T – TECHNOLOGICAL: in futuro, l’evoluzione del modello iniziale delle nano-pinze a forma di mano imporrà alcune modifiche alla loro struttura tridimensionale, al fine di implementarne ulteriormente stabilità e presa. E questo potrebbe tradursi in un’ulteriore deviazione rispetto alla tecnica del DNA Origami comunemente utilizzata, basata sull’impiego di più filamenti di DNA, sia lunghi che brevi. La scelta di adottare, invece, un unico e lungo filamento di DNA, per creare tutti gli elementi in un solo passaggio e ottenere, in questo modo, un livello di destrezza ottimale per catturare le singole particelle dei virus, potrebbe lasciare il posto a un’altra metodologia di progettazione delle nanostrutture, proprio per adattarle a virus diversi e a differenti esigenze di rilevazione e inibizione virale.
E – ECONOMIC: immaginando uno scenario futuro in cui, grazie all’evolvere della ricerca in tema di nanorobotica applicata alla prevenzione delle infezioni virali, basterà – ai primi sintomi di malessere o quando il rischio di contagio è alto – uno spray nasale o una pasticca contenenti nanomacchine fatte di DNA che, immediatamente, captano e catturano i virus, impedendone l’ingresso nelle cellule ospiti, è lecito ipotizzare un abbattimento importante della spesa a carico dei sistemi sanitari nazionali in fatto di farmaci antivirali e antinfluenzali e, correlati a questi, di antipiretici e antinfiammatori.
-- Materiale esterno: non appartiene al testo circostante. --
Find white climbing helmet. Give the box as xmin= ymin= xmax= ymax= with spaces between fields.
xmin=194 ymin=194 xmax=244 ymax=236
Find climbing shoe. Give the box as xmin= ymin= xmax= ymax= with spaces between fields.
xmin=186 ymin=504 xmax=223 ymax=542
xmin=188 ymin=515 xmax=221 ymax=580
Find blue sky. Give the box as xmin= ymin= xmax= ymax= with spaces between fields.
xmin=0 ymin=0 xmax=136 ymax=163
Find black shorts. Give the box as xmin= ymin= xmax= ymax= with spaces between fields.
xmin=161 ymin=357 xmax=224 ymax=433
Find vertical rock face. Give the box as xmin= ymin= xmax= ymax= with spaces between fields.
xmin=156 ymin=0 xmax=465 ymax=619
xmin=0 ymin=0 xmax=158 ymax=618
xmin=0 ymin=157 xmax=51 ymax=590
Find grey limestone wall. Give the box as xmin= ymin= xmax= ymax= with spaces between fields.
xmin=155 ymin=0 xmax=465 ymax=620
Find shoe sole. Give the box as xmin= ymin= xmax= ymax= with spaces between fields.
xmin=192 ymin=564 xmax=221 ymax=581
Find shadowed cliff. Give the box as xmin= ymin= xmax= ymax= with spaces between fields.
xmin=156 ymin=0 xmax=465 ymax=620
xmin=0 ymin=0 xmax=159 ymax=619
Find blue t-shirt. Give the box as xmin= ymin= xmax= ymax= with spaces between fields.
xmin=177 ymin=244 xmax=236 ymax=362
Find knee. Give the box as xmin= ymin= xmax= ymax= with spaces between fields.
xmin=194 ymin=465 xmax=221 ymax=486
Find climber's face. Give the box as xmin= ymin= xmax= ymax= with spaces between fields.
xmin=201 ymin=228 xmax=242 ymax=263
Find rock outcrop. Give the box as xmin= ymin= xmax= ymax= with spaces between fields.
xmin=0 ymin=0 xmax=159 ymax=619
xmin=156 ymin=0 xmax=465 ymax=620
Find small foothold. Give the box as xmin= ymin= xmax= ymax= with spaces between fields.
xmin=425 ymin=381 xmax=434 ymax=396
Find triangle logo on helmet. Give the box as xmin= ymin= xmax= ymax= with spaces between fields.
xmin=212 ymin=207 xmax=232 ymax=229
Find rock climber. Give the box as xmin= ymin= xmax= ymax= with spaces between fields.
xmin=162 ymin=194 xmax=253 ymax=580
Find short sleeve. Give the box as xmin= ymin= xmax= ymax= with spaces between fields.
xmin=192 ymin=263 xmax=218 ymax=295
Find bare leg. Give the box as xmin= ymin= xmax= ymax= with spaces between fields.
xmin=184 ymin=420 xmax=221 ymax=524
Solo nel nostro paese, rende noto l’AIFA nel suo Rapporto nazionale 2023 pubblicato a settembre 2024, lo scorso anno, la categoria degli antivirali ha registrato una spesa pubblica complessiva pari a 619,2 milioni di euro (+0,9% rispetto al 2022).
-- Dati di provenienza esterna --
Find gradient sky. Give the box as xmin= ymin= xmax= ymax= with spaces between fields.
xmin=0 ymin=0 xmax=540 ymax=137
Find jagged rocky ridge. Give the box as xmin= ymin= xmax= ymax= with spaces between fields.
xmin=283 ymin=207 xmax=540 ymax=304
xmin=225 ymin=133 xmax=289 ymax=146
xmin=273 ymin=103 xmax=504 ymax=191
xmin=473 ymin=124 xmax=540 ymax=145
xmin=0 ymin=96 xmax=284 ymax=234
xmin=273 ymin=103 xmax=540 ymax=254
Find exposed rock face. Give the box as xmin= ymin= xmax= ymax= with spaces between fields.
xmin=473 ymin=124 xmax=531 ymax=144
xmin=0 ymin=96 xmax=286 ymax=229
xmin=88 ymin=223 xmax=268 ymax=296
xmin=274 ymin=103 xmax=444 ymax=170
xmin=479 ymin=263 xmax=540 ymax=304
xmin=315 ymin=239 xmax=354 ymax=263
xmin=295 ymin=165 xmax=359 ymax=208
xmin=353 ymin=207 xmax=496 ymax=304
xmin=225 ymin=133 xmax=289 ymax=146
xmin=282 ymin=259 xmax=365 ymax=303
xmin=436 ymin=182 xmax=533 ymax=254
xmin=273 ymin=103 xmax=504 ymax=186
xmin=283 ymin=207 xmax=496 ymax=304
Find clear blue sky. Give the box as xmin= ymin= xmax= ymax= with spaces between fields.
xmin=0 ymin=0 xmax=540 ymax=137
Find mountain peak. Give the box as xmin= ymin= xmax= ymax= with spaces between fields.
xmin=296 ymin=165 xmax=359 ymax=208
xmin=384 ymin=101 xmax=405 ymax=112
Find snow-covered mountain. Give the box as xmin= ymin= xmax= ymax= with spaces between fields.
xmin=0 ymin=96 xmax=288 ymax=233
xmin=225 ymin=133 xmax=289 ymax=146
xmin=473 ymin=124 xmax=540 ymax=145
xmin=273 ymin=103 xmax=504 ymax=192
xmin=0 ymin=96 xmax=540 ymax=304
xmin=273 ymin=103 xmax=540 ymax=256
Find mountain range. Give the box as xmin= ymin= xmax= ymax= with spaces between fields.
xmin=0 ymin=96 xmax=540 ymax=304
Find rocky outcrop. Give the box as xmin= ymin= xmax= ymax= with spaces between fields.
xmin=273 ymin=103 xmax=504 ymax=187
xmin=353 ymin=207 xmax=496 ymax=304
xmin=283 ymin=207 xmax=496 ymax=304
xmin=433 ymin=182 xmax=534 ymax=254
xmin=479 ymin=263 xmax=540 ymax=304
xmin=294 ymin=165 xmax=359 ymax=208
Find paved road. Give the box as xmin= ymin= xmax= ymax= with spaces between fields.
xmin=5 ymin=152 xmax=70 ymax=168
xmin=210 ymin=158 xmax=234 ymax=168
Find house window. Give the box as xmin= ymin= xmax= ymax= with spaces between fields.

P – POLITICAL: la nanomedicina che si serve della nanorobotica per conseguire un importante traguardo in un’area finora poco sondata dagli studi sull’impiego delle tecnologie emergenti, come quella della virologia, rappresenta – in particolare, per i paesi dell’Unione Europea – un terreno piuttosto tortuoso sotto il profilo normativo. La futura adozione di nanorobots come inibitori di infezioni virali porrebbe, infatti, tutta una serie di interrogativi riguardanti la loro sicurezza per la salute umana. E non a causa dei materiali usati per la loro fabbricazione, né delle tecniche di recupero dopo averli iniettati/ingeriti (stiamo parlando di nanostrutture fatte di DNA, capaci di biodegradarsi nell’organismo), quanto per la loro interazione con i tessuti e i fluidi del corpo umano e per le eventuali, possibili, conseguenze a lungo termine, dopo il loro utilizzo. A tale riguardo, in uno scenario futuro, si dovranno prevedere un quadro legislativo che disciplini tali aspetti e un’apposita Commissione di vigilanza che svolga periodici controlli.
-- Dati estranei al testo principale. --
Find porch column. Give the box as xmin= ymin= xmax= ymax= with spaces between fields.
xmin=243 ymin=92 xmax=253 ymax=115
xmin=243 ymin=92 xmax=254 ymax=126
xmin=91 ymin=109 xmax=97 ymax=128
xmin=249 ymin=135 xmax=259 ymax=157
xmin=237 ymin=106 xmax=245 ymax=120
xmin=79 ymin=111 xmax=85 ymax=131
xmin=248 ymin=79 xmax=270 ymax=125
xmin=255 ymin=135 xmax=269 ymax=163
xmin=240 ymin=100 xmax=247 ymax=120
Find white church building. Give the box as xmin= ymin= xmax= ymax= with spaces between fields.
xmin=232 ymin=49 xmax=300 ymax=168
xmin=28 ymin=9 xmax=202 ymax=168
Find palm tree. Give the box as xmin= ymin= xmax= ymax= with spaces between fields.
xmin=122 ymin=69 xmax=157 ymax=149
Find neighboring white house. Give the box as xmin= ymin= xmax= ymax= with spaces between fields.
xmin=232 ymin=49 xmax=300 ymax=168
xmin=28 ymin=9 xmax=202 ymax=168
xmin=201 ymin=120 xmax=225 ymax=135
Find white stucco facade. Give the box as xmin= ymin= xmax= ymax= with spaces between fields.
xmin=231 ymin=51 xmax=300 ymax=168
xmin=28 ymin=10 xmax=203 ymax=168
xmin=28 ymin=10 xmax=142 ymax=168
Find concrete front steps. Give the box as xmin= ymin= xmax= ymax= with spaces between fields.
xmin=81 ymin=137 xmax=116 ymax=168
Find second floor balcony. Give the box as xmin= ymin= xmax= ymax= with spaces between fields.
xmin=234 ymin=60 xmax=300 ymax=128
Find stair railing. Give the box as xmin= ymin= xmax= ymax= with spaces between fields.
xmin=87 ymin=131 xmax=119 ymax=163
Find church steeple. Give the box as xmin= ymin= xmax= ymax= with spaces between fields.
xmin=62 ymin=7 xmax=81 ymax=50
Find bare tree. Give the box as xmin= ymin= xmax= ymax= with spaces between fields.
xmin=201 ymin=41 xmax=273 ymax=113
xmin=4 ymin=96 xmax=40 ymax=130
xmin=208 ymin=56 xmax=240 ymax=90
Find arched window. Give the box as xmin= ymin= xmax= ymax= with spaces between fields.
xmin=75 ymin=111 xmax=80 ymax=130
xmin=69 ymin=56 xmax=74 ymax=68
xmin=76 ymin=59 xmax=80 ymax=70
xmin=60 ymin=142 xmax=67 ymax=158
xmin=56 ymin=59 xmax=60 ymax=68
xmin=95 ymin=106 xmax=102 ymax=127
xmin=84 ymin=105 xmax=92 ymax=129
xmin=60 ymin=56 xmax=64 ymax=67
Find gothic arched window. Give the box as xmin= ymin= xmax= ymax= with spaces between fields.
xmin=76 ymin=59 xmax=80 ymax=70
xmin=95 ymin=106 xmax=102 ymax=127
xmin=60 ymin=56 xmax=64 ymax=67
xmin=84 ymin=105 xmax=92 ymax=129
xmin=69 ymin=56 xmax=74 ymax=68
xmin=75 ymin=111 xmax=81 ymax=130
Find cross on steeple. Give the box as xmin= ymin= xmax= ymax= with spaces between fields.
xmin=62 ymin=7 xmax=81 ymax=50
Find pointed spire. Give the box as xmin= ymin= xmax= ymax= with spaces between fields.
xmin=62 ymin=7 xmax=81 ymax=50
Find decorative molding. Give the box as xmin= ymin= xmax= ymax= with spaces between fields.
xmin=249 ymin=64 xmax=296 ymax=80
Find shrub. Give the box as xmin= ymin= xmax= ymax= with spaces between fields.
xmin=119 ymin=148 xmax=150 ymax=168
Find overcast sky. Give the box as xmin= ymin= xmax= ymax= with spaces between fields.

S – SUSTAINABILITY: l’adozione di future terapie preventive contro infezioni di varia origine, non basate su farmaci, bensì su nanorobots fatti di DNA (dunque non tossici) e dotati di mani che avvolgono i virus appena inalati, bloccandone l’interazione con i recettori presenti sulla superficie delle cellule, significherebbe una riduzione drastica di tutti gli antivirali chimici in circolazione, con impatti positivi, a catena, sul rischio di dispersione di tali farmaci e sul loro smaltimento (specie in riferimento al trattamento delle acque reflue), contribuendo così alla sostenibilità in ambito sanitario e ambientale.